Following the terrorist attacks against the United States on September 11, 2001, the USA PATRIOT Act of 2001 (Uniting and Strengthening America by Providing Appropriate Tools Required to Intercept and Obstruct Terrorism Act) was enacted in October 2001 and renewed in March 2006 (many provisions originally set to expire have since been made permanent under the renewed Act). This Act takes great strides to strengthen and amend existing computer crime laws, including the U.S. Computer Fraud and Abuse Act and the U.S. Electronic Communications Privacy Act (ECPA), as well as to empower U.S. law enforcement agencies, if only temporarily. U.S. federal courts have subsequently declared some of the Act’s provisions unconstitutional. The relevant sections of the Act are

U.S. Sarbanes-Oxley Act of 2002 (SOX)

In the wake of several major corporate and accounting scandals, SOX was passed in 2002 to restore public trust in publicly held corporations and public accounting firms by establishing new standards and strengthening existing standards for these entities including auditing, governance, and financial disclosures.

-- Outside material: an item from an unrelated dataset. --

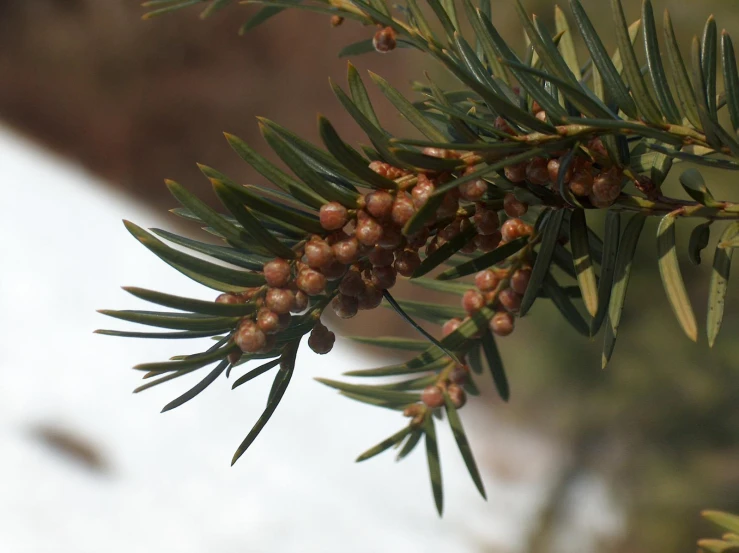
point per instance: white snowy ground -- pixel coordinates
(63, 254)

SOX established the Public Company Accounting Oversight Board (PCAOB), which is a private-sector, nonprofit corporation responsible for overseeing auditors in the implementation of SOX. PCAOB’s “Accounting Standard 2” recognizes the role of information technology as it relates to a company’s internal controls and financial reporting. The Standard identifies the responsibility of Chief Information Officers for the security of information systems that process and store financial data and has many implications for information technology security and governance.

U.S. CAN-SPAM Act of 2003

The U.S. CAN-SPAM Act (Controlling the Assault of non-Solicited Pornography and Marketing Act) establishes standards for sending commercial e-mail messages, charges the U.S. Federal Trade Commission (FTC) with enforcement of the provision, and provides penalties that include fines and imprisonment for violations of the Act.

Directive 95/46/EC on the protection of personal data (1995, EU)

In 1995 the European Parliament ratified this essential legislation that protects personal information for all European citizens. The directive states that personal data should not be processed at all, except when certain conditions are met.

A legitimate concern about the disposition of European citizens’ personal data when it leaves computer systems in Europe and enters computer systems in the U.S. led to the creation of . . .

Safe Harbor (1998)

In an agreement between the European Union and the U.S. Department of Commerce in 1998, the U.S. Department of Commerce developed a certification program called Safe Harbor. This permits U.S.-based organizations to certify themselves as properly handling private data belonging to European citizens.

The Council of Europe’s Convention on Cybercrime (2001)

The Convention on Cybercrime is an international treaty, currently signed by more than 40 countries (the U.S. ratified the treaty in 2006), requiring criminal laws to be established in signatory nations for computer hacking activities, child pornography, and intellectual property violations. The treaty also attempts to improve international cooperation with respect to monitoring, investigations, and prosecution.

The Computer Misuse Act 1990 (U.K.)

The Computer Misuse Act 1990 (U.K.) defines three criminal offenses related to computer crime: unauthorized access (whether successful or unsuccessful), unauthorized modification, and hindering authorized access (Denial of Service).

Cybercrime Act 2001 (Australia)

The Cybercrime Act 2001 (Australia) establishes criminal penalties, including fines and imprisonment, for persons committing computer crimes, including unauthorized access, unauthorized modification, or denial of service, with intent to commit a serious offense.